When it comes to sharing your streaming account, streamers can sometimes have rather large families. Users like to share the passwords of those subscriptions, which translates to lost revenue for companies, but policing the issue is tricky.

WarnerMedia CEO John Stankey was asked about the password-sharing quandary during yesterday’s HBO Max presentation. The service launches in May with 10,000 hours of content, including the entire HBO service and new HBO Max originals targeted at young adults, kids and families.

“I think the industry has an issue — what’s the right balance of people being exposed to the product and giving them the value where they want to come in and actually use it?” Stankey said.

While he acknowledged that “things in the industry are a little bit loose … as distributors are more in tune with what’s going on, they will find a way to balance that out.”

He said streaming distributors aren’t expected to be litigious, like the music-industry. “Technology is getting better at paying attention to extensive abuse — when we see 14 locations logged into one HBO account on a Sunday night with 16 different streams going … we have ways of tightening that up to prevent rampant, pervasive sharing.

“As growth taps out, the industry will come up with a method that’s a bit more rigorous,” Stankey said.

Otter Media CEO Tony Goncalves added: “You’re starting to see tiers of the service that limit concurrent usage, grow concurrent usage and adapt pricing to that.
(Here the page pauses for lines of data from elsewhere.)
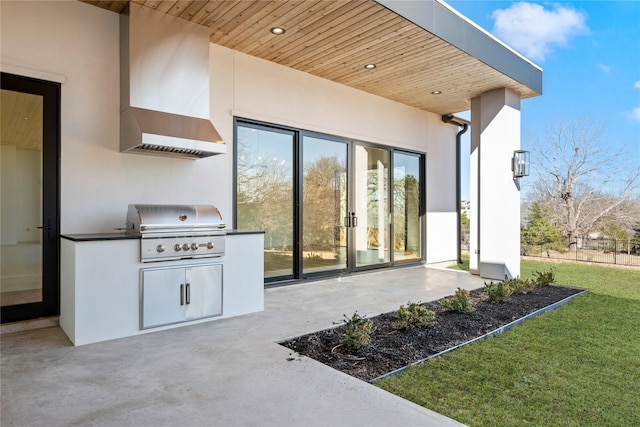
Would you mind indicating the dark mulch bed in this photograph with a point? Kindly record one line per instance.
(392, 348)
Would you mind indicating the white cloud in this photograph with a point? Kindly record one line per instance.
(533, 30)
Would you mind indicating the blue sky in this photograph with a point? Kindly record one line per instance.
(590, 54)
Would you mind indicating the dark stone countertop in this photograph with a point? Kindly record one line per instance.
(94, 237)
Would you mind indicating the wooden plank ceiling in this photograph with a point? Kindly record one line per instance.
(21, 120)
(336, 39)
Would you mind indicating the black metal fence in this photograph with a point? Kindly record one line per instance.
(606, 251)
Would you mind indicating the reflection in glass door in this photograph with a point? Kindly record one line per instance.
(370, 219)
(265, 192)
(407, 230)
(324, 204)
(29, 252)
(21, 264)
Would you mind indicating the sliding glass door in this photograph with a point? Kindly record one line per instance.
(324, 204)
(407, 207)
(265, 193)
(327, 204)
(371, 219)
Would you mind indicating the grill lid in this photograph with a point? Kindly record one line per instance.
(149, 219)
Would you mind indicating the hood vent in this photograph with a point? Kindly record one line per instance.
(164, 86)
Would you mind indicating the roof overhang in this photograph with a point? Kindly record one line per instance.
(426, 54)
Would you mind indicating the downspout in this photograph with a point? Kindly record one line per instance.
(457, 121)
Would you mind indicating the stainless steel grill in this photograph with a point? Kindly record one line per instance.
(173, 232)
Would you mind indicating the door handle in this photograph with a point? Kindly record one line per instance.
(50, 229)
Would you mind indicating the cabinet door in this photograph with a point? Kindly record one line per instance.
(163, 297)
(205, 291)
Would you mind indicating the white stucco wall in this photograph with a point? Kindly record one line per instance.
(78, 44)
(495, 201)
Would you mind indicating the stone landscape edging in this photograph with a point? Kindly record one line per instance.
(490, 334)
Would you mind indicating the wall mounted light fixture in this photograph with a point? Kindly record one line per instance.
(520, 163)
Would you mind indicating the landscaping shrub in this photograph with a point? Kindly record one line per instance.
(498, 292)
(358, 333)
(414, 315)
(460, 302)
(544, 278)
(521, 286)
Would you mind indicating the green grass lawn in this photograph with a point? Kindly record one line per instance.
(576, 366)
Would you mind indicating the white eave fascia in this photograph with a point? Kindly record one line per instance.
(440, 19)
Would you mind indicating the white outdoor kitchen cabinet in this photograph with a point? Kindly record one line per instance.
(179, 294)
(101, 281)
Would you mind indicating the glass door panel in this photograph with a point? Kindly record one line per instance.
(406, 207)
(21, 198)
(265, 193)
(324, 204)
(370, 218)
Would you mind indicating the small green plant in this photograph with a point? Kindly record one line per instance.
(521, 286)
(460, 302)
(498, 292)
(414, 315)
(544, 278)
(358, 332)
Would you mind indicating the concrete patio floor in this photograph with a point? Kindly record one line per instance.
(229, 372)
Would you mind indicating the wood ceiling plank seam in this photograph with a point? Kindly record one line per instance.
(366, 24)
(165, 6)
(179, 7)
(286, 16)
(400, 66)
(250, 28)
(346, 12)
(209, 8)
(189, 12)
(275, 45)
(311, 47)
(119, 6)
(437, 81)
(270, 51)
(216, 26)
(225, 9)
(356, 40)
(378, 52)
(386, 51)
(244, 16)
(240, 25)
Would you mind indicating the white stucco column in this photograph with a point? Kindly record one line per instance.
(494, 245)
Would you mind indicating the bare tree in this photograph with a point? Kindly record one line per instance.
(577, 169)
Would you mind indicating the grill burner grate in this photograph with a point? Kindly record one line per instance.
(173, 232)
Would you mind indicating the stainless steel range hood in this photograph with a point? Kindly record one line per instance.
(164, 86)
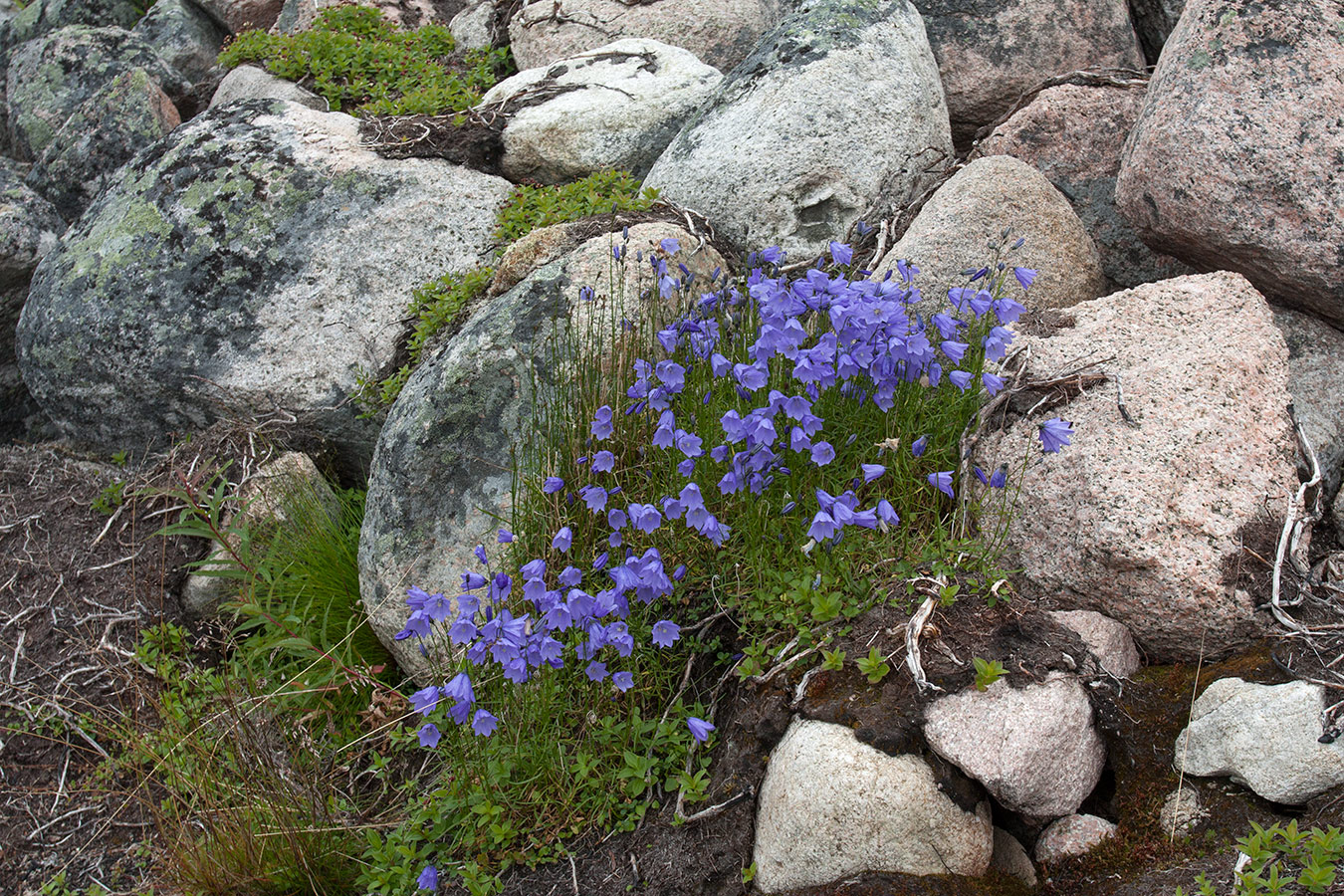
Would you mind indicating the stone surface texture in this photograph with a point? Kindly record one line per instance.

You’re going to see device registration as mechanisms to start tailoring offers.”

Goncalves explained it’s “a balancing act, and you don’t want it to be punitive, because you do want consumers engaging with the content.”

(Otter Media is a division of AT&T’s WarnerMedia. It owns Crunchyroll, VRV, Fullscreen, and Rooster Teeth.)

Also at yesterday’s WarnerMedia presentation, several HBO Max exclusives were announced, including all 23 seasons of “South Park” airing in June. The “Joker” movie will also be available at launch.

AT&T will offer HBO Max for $14.99 a month — the same price as HBO NOW. The service will be available in May 2020 to 10 million HBO subscribers on AT&T distribution platforms at no additional charge. Those who get the service through their cable providers, will get HBO Max as they reach deals with distributors.

WarnerMedia is estimating 50 million domestic subscribers and 75 million to 90 million premium subscribers by the end of 2025 across the U.S., Latin America and Europe.